An increase in violent crimes and property offences in the downtown Duncan corridor and area in 2022, particularly in the area where the Warmland shelter is located, contributed to a five per cent rise in crime overall in that part of the Cowichan community last year over 2021, according to the RCMP.
In an annual report on the downtown corridor for North Cowichan by Insp. Chris Bear, head of the North Cowichan/Duncan RCMP detachment, Bear said assaults and robberies were the main drivers for the increases in violent crime in the downtown corridor last year.
He said assaults increased 51 per cent, with an additional 30 incidents from 2021, while robberies increased 56 per cent for the year, partly due to a series of robberies in early 2022 targeting the downtown area, and partly the result of an increase in violent shopliftings, particularly in the Cowichan Commons area, that occurred primarily in the last three months of 2022.
Bear said the area where the Warmland shelter is located, and where the Overdose Prevention Site moved to on York Road in 2021, was the largest centre of criminal activity in the corridor area in 2022.
“Overall there was 49 per cent increase in [criminal activity] in this area in 2022,” Bear said.
“The Warmland area is a consistent hot spot for street level assaults and 65 per cent of all assaults in this area occurred in streets, parking lots and open area, including parks.”
Bear said the Cowichan Commons area made up 10 per cent of the volume of RCMP files for the downtown area in 2022, and that property crimes, particularly shoplifting, and loitering/unwanted persons were the primary issues police were called to for this area.
He pointed out that the supportive housing facility Sq’umul’ Shelh Lelum’ on Paddle Road opened in April, 2022.
“File volume to the area peaked very quickly in April, and has fallen in the [last three months of the year] compared to previous months,” Bear said.
Other than the Warmland and Cowichan Commons areas, Bear said criminal activity in other areas of the corridor, including downtown Duncan, the TCH Corridor and Duncan Mall and area, all decreased in 2022.
At North Cowichan’s council meeting on Feb. 1, Mayor Rob Douglas said in his mayor’s report that he and staff members have met with some of the local business owners in the downtown core in recent weeks to discuss the area’s issues.
Douglas pointed out that the municipality played a big role in the opening of a corridor safety office in the area a number of years ago, and in implementing a corridor safety plan, which included an increased presence of bylaw officers and the hiring of a private security firm that works closely with the City of Duncan.

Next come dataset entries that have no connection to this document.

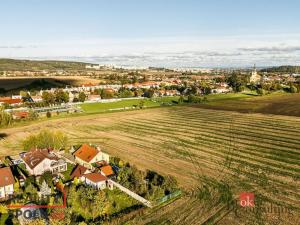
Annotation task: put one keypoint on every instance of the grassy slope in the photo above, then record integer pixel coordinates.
(27, 65)
(102, 107)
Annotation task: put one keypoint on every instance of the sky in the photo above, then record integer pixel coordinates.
(169, 33)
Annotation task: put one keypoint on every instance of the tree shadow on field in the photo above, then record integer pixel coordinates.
(3, 135)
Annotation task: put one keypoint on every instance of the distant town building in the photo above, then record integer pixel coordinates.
(255, 77)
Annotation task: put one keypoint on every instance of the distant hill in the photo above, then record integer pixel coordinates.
(36, 65)
(282, 69)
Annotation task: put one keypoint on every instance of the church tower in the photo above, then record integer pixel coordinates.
(254, 78)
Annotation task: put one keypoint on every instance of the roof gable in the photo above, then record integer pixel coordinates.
(86, 152)
(95, 177)
(6, 177)
(36, 156)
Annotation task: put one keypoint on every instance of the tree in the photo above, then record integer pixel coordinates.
(46, 139)
(81, 97)
(149, 93)
(125, 93)
(47, 176)
(32, 115)
(260, 91)
(181, 99)
(5, 118)
(48, 114)
(141, 104)
(45, 190)
(293, 89)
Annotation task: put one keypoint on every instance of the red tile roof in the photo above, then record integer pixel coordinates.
(78, 171)
(36, 156)
(6, 177)
(107, 170)
(11, 101)
(86, 152)
(95, 177)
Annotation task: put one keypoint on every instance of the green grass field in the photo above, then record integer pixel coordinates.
(128, 103)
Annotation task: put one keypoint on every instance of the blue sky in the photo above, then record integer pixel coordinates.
(156, 32)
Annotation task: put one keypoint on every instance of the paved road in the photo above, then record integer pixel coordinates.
(132, 194)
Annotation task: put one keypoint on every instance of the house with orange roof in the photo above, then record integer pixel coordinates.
(79, 171)
(96, 180)
(6, 182)
(107, 171)
(38, 161)
(10, 101)
(87, 154)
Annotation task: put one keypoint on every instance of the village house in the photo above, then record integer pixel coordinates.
(107, 171)
(79, 171)
(10, 101)
(86, 155)
(6, 182)
(38, 161)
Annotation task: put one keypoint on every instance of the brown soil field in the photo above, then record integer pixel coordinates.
(278, 104)
(9, 83)
(250, 152)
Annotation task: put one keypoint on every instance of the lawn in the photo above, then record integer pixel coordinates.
(120, 202)
(125, 104)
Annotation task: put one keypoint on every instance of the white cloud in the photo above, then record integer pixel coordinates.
(168, 51)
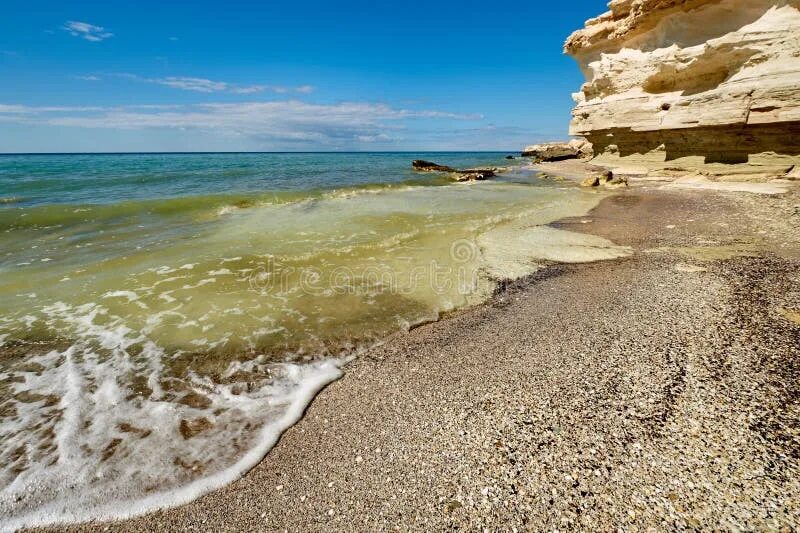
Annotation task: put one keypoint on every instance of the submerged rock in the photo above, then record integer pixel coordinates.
(591, 181)
(471, 174)
(428, 166)
(558, 151)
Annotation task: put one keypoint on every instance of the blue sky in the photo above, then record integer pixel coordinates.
(268, 75)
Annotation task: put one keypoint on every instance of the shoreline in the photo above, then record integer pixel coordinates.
(417, 432)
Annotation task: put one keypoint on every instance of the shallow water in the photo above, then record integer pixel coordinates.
(164, 317)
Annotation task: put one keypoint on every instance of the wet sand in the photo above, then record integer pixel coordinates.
(655, 391)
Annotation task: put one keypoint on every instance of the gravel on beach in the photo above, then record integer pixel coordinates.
(658, 391)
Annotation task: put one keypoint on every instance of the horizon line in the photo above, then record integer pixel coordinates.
(270, 152)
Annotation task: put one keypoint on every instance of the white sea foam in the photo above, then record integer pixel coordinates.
(89, 442)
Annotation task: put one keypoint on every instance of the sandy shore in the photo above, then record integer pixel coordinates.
(656, 391)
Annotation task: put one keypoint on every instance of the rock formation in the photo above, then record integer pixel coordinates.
(676, 84)
(558, 151)
(470, 174)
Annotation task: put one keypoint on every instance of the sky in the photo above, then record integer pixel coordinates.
(286, 75)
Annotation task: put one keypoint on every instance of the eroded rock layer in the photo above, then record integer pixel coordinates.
(692, 83)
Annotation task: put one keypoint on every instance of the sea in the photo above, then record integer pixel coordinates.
(165, 317)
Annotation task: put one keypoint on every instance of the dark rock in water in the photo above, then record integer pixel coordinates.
(485, 173)
(470, 174)
(549, 152)
(427, 166)
(592, 181)
(475, 176)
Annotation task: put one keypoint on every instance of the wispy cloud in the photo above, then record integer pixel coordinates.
(284, 123)
(87, 31)
(205, 85)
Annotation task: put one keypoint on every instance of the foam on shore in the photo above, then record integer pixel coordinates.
(164, 361)
(151, 450)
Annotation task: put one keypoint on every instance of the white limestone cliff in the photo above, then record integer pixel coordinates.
(708, 84)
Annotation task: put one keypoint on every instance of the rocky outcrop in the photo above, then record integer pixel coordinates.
(675, 84)
(471, 174)
(558, 151)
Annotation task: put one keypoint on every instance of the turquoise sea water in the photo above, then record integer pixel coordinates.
(163, 317)
(28, 180)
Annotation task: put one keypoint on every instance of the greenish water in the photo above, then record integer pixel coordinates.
(164, 317)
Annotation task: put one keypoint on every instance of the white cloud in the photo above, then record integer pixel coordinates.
(201, 85)
(87, 31)
(285, 123)
(252, 89)
(205, 85)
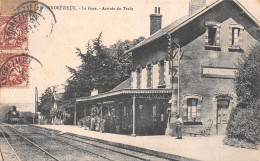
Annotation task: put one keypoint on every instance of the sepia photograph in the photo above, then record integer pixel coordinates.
(129, 80)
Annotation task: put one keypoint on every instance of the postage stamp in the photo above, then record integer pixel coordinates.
(14, 70)
(17, 36)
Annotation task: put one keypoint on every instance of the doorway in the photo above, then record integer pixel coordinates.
(222, 115)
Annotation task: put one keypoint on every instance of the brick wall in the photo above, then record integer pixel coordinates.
(195, 56)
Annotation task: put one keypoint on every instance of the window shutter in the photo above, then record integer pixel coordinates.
(230, 36)
(207, 36)
(236, 37)
(167, 74)
(134, 78)
(218, 36)
(185, 110)
(199, 111)
(155, 75)
(143, 78)
(240, 41)
(149, 76)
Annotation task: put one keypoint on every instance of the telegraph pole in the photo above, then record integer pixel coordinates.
(75, 111)
(36, 103)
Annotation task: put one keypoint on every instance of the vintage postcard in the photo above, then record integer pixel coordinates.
(130, 80)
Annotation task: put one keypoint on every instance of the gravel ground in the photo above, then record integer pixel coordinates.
(66, 147)
(25, 150)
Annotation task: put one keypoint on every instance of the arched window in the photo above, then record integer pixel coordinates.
(192, 108)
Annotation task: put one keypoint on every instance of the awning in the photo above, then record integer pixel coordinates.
(126, 92)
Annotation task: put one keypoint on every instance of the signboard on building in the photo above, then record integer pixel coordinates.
(217, 72)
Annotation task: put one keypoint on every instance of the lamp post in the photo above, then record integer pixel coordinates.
(175, 103)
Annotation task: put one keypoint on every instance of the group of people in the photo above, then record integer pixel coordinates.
(178, 124)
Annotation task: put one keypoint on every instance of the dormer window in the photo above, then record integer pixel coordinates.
(236, 37)
(212, 35)
(161, 74)
(138, 77)
(149, 76)
(212, 32)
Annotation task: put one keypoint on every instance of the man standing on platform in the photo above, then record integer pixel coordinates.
(178, 127)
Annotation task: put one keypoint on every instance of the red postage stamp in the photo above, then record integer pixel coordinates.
(13, 33)
(14, 70)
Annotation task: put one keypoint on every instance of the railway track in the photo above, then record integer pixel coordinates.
(5, 137)
(13, 140)
(111, 149)
(67, 147)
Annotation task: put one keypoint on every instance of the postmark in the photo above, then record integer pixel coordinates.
(44, 16)
(17, 39)
(29, 18)
(14, 70)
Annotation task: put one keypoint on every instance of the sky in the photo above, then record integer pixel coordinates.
(74, 28)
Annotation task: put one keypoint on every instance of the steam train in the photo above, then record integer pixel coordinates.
(13, 116)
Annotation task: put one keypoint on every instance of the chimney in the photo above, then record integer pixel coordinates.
(195, 5)
(155, 21)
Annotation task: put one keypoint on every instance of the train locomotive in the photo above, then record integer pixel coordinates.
(13, 116)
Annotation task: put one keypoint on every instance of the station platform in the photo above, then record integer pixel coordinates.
(209, 148)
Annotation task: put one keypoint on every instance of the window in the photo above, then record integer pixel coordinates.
(192, 109)
(154, 110)
(236, 37)
(138, 77)
(212, 35)
(125, 112)
(149, 76)
(161, 74)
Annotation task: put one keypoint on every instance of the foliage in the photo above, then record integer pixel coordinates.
(45, 103)
(244, 121)
(102, 68)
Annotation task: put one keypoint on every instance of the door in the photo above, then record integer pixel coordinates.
(222, 115)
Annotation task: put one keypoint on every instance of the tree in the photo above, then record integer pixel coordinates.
(45, 103)
(243, 128)
(125, 61)
(102, 68)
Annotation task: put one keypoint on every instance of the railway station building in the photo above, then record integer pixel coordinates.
(186, 68)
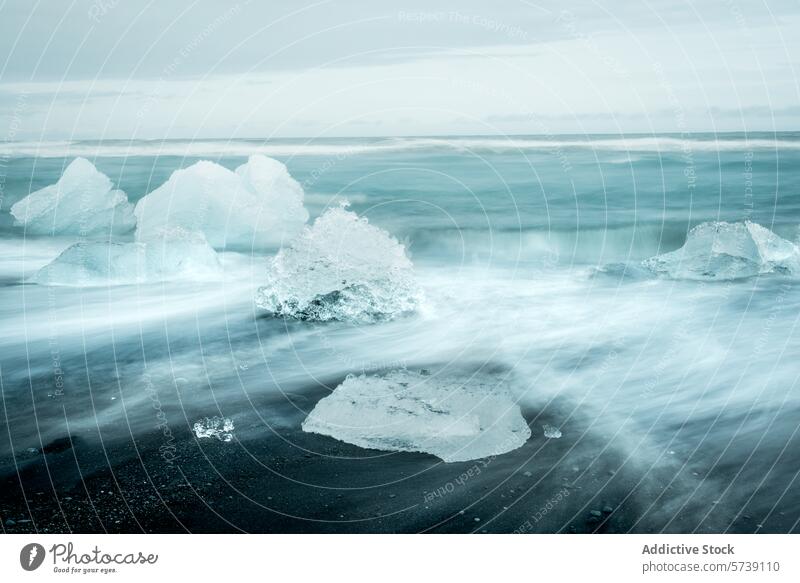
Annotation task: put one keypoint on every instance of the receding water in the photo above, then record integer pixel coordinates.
(506, 238)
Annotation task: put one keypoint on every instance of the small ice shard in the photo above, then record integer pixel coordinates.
(341, 268)
(720, 251)
(551, 432)
(219, 427)
(258, 206)
(173, 256)
(82, 202)
(456, 418)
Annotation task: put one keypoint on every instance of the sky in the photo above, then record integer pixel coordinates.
(168, 69)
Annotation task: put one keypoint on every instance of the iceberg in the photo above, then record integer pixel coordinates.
(174, 255)
(551, 432)
(258, 206)
(456, 418)
(219, 427)
(719, 251)
(341, 268)
(82, 202)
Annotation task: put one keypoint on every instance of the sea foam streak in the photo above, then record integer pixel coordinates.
(258, 206)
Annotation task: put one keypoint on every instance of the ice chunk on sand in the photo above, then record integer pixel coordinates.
(551, 432)
(725, 251)
(341, 268)
(258, 206)
(175, 255)
(83, 202)
(219, 427)
(456, 418)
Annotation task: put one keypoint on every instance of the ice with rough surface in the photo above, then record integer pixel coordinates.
(551, 432)
(258, 206)
(172, 256)
(83, 201)
(219, 427)
(725, 251)
(456, 418)
(341, 268)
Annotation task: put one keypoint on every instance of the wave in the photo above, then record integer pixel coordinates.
(352, 147)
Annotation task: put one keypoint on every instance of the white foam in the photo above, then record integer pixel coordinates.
(341, 268)
(456, 418)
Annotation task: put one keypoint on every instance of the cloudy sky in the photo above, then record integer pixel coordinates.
(205, 68)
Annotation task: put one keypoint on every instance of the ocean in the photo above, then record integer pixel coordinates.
(676, 397)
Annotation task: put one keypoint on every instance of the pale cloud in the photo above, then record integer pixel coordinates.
(352, 69)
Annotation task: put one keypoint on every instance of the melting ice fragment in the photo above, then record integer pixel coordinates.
(83, 201)
(456, 418)
(341, 268)
(258, 206)
(219, 427)
(724, 251)
(175, 255)
(551, 432)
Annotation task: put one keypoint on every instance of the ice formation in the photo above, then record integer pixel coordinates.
(83, 201)
(175, 255)
(725, 251)
(551, 432)
(456, 418)
(219, 427)
(341, 268)
(258, 206)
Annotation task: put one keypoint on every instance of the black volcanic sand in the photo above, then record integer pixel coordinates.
(289, 481)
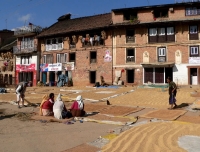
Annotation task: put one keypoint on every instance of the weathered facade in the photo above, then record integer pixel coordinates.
(154, 42)
(7, 62)
(79, 48)
(27, 52)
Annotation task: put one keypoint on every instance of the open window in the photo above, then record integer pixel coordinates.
(72, 57)
(130, 55)
(130, 36)
(194, 51)
(162, 54)
(193, 34)
(161, 13)
(48, 58)
(93, 57)
(130, 15)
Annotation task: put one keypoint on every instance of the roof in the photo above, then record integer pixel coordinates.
(78, 24)
(157, 6)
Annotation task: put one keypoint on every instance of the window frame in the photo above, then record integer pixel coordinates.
(192, 52)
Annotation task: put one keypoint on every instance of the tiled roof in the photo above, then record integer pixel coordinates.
(78, 24)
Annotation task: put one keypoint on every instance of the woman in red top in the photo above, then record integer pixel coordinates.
(47, 106)
(77, 108)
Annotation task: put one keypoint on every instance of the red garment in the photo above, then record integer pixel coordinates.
(75, 106)
(48, 105)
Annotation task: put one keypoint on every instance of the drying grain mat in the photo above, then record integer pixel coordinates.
(83, 147)
(191, 119)
(93, 107)
(100, 118)
(164, 114)
(119, 110)
(153, 137)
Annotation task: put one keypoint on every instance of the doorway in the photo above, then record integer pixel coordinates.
(130, 76)
(193, 76)
(92, 76)
(168, 73)
(44, 77)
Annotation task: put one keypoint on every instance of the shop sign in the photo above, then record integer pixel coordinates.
(194, 60)
(69, 66)
(23, 67)
(107, 57)
(51, 67)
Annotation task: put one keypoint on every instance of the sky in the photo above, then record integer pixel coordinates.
(44, 13)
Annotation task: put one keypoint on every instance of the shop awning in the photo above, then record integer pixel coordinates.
(158, 64)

“But there continues to be some major issues in the area, and some of those have gotten worse,” he said.
“Myself and staff are involved in active discussions to figure out what role we can play in helping these local business owners address some of these issues, while recognizing that as a municipality, our tools are quite limited.”
Douglas said issues with the downtown corridor have been a top priority for him since he was elected mayor.
“I anticipate this is going to continue to be a focus for us over our four-year term,” he said.